Character Amid the Ruins

People are made of flesh and blood and a miracle fibre called courage.

— Mignon McLaughlin, The Neurotic’s Notebook, 1960 (quote via The Quote Garden.)

The character of an individual, and even of a people, is best identified in periods of adversity. That was one of the things that came up when my students discussed ethics, morality and poverty. With all the talk of how the Japanese people are reacting to last week’s earthquake, with a relative lack of looting and criminality, it is worth visiting Jesse Walker’s article in Reason last year that really looked at how people really respond to disasters. It turns out, that from Haiti to New Orleans to San Fransisco in 1906, people are much more restrained and disciplined than we’re lead to imagine.

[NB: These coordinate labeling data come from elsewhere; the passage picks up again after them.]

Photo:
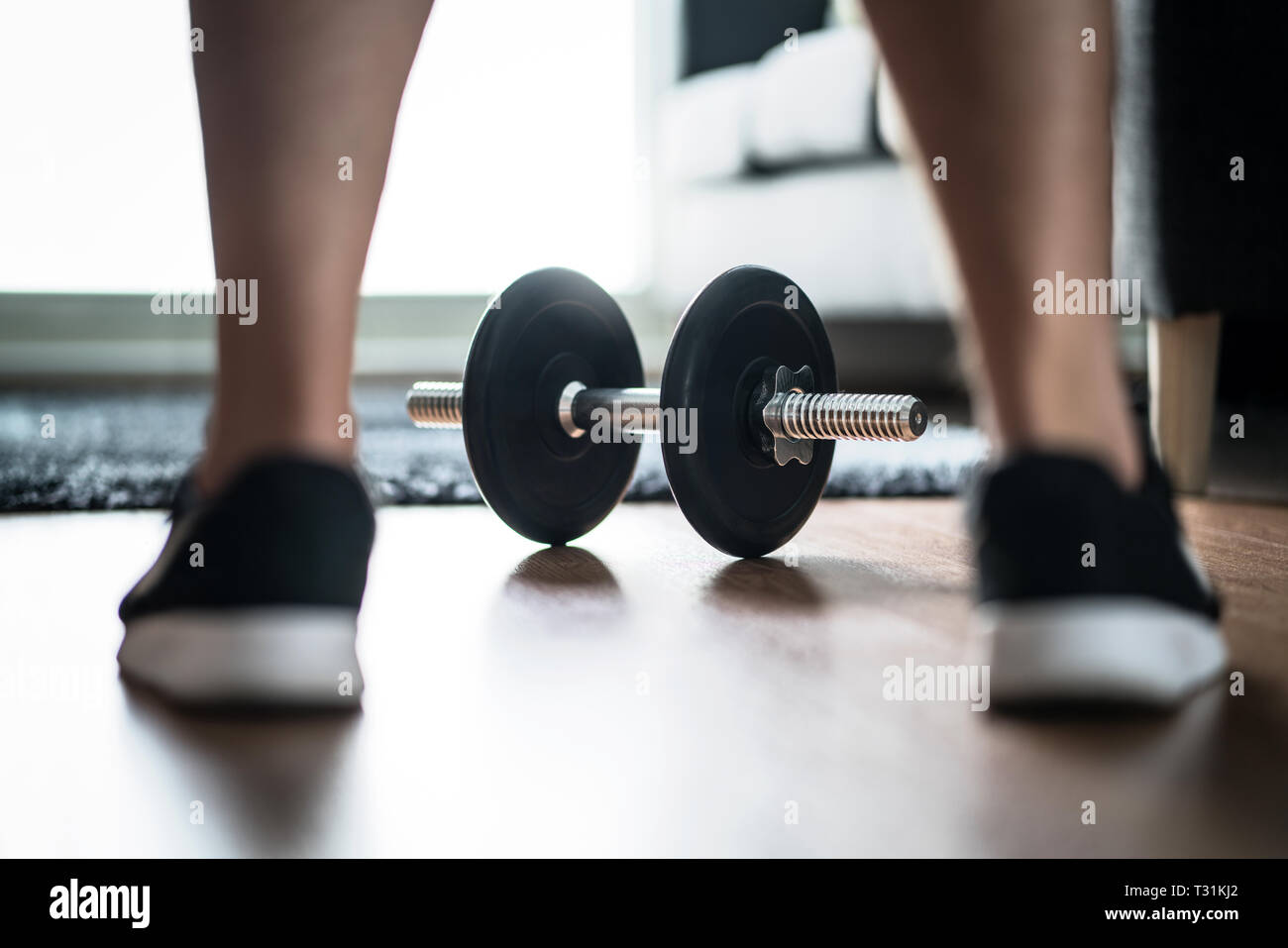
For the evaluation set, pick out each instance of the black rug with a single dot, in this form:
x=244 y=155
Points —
x=128 y=449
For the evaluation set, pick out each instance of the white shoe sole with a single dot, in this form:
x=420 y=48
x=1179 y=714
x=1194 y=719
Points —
x=1096 y=648
x=270 y=656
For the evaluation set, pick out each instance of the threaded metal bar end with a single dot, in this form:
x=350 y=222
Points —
x=436 y=403
x=844 y=416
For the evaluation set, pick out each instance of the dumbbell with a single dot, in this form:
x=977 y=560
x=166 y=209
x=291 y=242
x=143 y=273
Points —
x=750 y=369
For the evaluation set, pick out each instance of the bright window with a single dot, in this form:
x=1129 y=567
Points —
x=515 y=149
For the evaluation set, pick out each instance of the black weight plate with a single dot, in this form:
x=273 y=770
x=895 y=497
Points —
x=545 y=330
x=739 y=324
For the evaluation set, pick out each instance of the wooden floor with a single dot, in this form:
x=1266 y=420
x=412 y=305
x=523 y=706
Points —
x=640 y=694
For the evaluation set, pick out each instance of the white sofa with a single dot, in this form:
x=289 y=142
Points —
x=787 y=162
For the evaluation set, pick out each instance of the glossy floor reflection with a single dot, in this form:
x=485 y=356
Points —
x=635 y=694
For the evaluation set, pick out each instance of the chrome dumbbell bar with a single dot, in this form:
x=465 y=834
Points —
x=794 y=417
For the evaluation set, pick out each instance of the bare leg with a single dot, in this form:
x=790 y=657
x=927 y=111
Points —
x=287 y=89
x=1004 y=91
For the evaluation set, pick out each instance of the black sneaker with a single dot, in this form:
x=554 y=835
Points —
x=256 y=595
x=1089 y=591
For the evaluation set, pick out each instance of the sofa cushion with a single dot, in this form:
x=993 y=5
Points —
x=700 y=127
x=892 y=123
x=812 y=101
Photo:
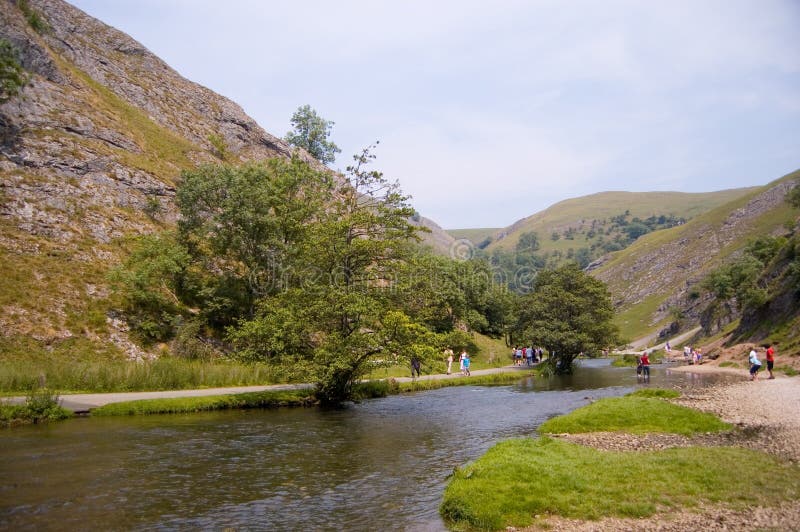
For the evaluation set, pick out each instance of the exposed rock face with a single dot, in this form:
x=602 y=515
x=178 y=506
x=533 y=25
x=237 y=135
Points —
x=675 y=268
x=90 y=152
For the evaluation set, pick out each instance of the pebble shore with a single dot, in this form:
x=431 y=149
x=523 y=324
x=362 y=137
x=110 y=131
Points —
x=766 y=414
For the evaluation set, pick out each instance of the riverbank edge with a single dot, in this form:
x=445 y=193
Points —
x=716 y=516
x=297 y=396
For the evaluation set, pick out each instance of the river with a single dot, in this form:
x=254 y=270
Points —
x=380 y=464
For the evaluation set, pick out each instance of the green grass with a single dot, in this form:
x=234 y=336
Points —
x=637 y=415
x=605 y=205
x=476 y=236
x=658 y=393
x=517 y=479
x=115 y=375
x=183 y=405
x=41 y=405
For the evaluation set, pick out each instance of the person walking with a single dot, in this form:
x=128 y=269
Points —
x=770 y=354
x=645 y=366
x=415 y=366
x=755 y=364
x=449 y=353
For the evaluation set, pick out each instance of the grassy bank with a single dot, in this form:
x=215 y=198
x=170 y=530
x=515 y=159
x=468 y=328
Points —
x=518 y=479
x=40 y=406
x=183 y=405
x=273 y=399
x=636 y=415
x=98 y=376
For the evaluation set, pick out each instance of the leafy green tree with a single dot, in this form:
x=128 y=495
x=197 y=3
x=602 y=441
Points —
x=248 y=230
x=149 y=283
x=340 y=320
x=793 y=196
x=12 y=76
x=310 y=132
x=528 y=242
x=568 y=313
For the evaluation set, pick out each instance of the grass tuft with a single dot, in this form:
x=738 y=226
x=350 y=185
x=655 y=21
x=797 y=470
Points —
x=183 y=405
x=517 y=479
x=658 y=393
x=637 y=415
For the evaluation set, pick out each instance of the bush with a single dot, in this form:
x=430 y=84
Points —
x=41 y=405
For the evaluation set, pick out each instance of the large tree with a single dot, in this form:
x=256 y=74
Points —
x=568 y=312
x=339 y=321
x=310 y=132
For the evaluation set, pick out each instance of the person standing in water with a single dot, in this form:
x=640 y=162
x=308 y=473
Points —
x=449 y=353
x=645 y=360
x=755 y=364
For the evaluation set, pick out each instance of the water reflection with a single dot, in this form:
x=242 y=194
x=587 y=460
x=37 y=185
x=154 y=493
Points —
x=379 y=464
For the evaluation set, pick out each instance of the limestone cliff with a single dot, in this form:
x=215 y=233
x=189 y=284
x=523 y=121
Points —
x=90 y=152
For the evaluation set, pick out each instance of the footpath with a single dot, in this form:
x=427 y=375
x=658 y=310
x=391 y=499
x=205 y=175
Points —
x=81 y=403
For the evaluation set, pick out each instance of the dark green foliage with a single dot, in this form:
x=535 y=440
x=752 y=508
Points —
x=568 y=313
x=12 y=76
x=311 y=133
x=41 y=405
x=34 y=18
x=148 y=284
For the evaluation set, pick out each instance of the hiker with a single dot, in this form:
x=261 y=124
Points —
x=415 y=365
x=645 y=361
x=770 y=360
x=449 y=353
x=755 y=364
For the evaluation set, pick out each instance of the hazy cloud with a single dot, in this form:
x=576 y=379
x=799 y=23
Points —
x=487 y=112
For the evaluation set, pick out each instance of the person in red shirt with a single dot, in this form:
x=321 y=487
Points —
x=770 y=361
x=645 y=361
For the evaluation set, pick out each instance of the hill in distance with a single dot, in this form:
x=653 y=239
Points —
x=587 y=220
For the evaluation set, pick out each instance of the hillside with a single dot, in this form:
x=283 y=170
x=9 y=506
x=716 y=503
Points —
x=476 y=236
x=657 y=278
x=581 y=222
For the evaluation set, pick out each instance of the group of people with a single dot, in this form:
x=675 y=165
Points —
x=692 y=356
x=529 y=355
x=463 y=361
x=755 y=363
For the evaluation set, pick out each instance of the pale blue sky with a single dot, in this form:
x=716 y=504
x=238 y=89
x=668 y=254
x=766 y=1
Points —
x=490 y=111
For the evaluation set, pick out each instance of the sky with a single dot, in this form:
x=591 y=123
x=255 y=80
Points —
x=488 y=112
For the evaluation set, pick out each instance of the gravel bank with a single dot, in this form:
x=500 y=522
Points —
x=767 y=418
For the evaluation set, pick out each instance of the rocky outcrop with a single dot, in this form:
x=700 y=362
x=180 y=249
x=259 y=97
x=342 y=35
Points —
x=672 y=270
x=90 y=152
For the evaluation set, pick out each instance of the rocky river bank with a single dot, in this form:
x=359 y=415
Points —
x=766 y=414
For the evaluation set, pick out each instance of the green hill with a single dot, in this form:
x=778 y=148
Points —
x=657 y=279
x=589 y=220
x=476 y=236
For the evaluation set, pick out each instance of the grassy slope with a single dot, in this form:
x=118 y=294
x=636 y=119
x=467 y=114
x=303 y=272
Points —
x=519 y=479
x=522 y=478
x=476 y=236
x=636 y=320
x=604 y=205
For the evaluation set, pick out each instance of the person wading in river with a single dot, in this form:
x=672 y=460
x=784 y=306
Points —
x=645 y=361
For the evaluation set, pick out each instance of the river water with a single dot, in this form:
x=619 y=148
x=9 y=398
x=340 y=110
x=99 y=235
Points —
x=380 y=464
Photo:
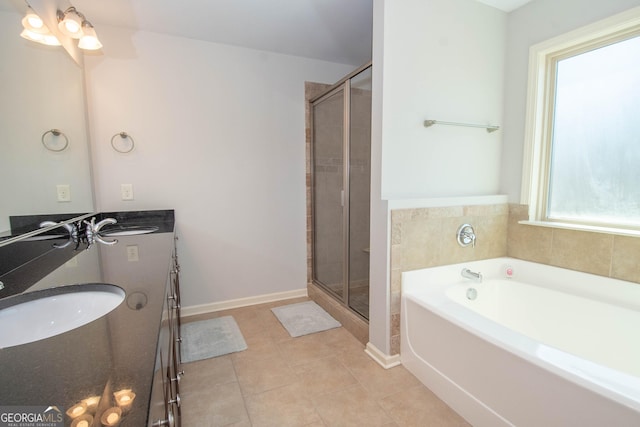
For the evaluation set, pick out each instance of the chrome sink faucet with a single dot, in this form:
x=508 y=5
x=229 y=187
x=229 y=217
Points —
x=468 y=274
x=92 y=231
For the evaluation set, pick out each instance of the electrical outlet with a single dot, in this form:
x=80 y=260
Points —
x=132 y=253
x=126 y=190
x=64 y=193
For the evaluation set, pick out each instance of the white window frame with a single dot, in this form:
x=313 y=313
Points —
x=539 y=113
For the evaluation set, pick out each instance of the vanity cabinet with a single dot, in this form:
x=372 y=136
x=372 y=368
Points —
x=165 y=409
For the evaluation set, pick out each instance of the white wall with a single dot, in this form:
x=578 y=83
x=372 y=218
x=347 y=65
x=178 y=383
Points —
x=533 y=23
x=379 y=242
x=41 y=89
x=433 y=59
x=443 y=60
x=219 y=135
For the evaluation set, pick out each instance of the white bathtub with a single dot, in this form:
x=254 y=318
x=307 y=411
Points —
x=543 y=346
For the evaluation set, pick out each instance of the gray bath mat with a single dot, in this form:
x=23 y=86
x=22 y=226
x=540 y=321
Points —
x=210 y=338
x=304 y=318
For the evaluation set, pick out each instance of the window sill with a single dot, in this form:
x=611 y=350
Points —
x=581 y=227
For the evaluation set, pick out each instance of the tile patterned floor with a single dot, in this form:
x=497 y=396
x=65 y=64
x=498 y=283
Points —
x=323 y=379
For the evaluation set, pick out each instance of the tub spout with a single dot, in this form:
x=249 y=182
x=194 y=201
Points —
x=476 y=277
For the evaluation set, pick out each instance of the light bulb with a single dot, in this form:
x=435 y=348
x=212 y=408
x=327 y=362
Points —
x=70 y=23
x=32 y=22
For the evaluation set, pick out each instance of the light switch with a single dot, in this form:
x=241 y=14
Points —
x=64 y=193
x=126 y=191
x=132 y=253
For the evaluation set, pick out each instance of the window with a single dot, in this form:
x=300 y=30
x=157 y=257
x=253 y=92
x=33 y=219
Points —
x=583 y=129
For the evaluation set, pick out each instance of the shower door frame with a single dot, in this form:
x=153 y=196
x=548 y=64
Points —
x=343 y=85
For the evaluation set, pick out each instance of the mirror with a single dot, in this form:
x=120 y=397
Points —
x=42 y=92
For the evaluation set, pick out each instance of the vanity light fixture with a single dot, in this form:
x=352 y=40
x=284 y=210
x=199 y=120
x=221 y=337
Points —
x=35 y=30
x=74 y=24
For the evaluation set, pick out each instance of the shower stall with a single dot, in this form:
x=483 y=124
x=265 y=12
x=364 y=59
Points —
x=340 y=189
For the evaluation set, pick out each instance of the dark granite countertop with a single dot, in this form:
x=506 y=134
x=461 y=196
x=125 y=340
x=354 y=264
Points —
x=114 y=352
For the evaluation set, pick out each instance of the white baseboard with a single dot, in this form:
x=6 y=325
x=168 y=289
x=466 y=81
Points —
x=194 y=310
x=383 y=360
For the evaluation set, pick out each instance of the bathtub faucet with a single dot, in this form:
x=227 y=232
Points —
x=476 y=277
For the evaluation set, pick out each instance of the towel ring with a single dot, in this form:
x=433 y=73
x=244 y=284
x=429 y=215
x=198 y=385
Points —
x=123 y=136
x=54 y=133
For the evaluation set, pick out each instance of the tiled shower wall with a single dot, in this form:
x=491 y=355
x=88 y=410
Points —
x=425 y=237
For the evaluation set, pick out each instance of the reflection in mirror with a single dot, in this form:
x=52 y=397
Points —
x=41 y=107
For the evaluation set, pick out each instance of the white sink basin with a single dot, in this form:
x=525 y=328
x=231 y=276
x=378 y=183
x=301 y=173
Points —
x=37 y=315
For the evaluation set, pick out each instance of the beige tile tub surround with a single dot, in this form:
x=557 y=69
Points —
x=603 y=254
x=426 y=237
x=422 y=238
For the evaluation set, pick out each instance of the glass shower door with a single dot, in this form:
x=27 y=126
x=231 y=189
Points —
x=328 y=193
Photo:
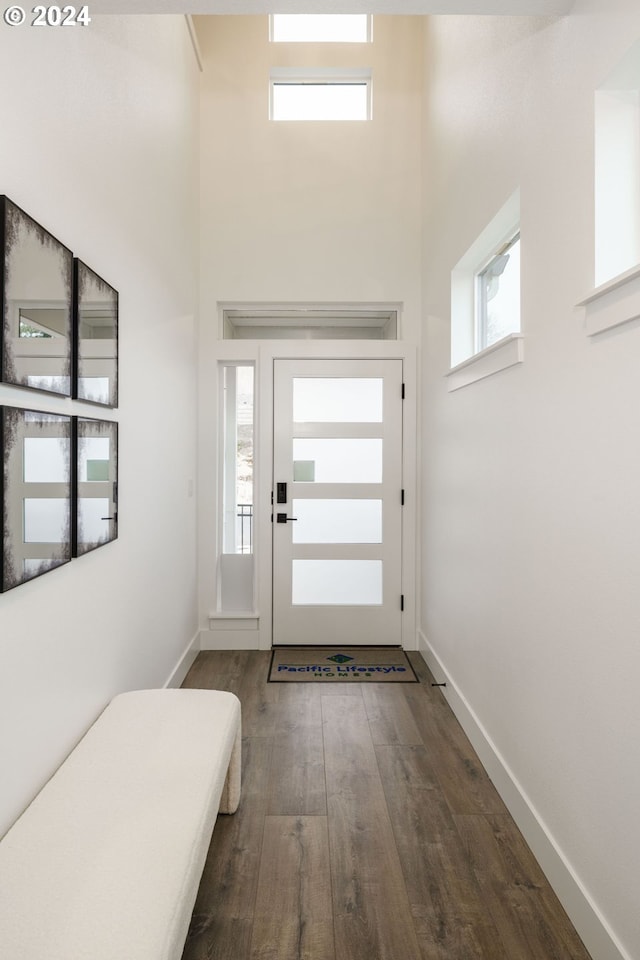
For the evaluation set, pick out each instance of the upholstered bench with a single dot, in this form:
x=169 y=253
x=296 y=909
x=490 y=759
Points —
x=106 y=861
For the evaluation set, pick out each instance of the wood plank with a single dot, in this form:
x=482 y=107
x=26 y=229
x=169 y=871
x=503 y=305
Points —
x=372 y=915
x=464 y=781
x=293 y=913
x=520 y=908
x=426 y=864
x=297 y=782
x=258 y=697
x=389 y=715
x=217 y=670
x=446 y=903
x=226 y=896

Walker reviews Rebecca Solnit’s book “A Paradise Built in Hell: The Extraordinary Communities That Arise in Disaster” which points out the “little utopias” that arise in disaster hit communities.

Walker also points out the incongruity between our expectations and actual observations:

It isn’t unusual for a TV reporter to get his facts wrong. It’s rarer for the images that accompany his dispatch to flagrantly contradict what he says. But on January 21, broadcasting in the aftermath of the earthquake that devastated Haiti, CNN correspondent Ivan Watson fretted about “chaotic crowds” as the camera showed people who were calm and patient. When Watson announced that we were watching a “chaotic scramble” onto a rescue ship, this was illustrated by a group of refugees carefully, methodically passing a baby onto the boat.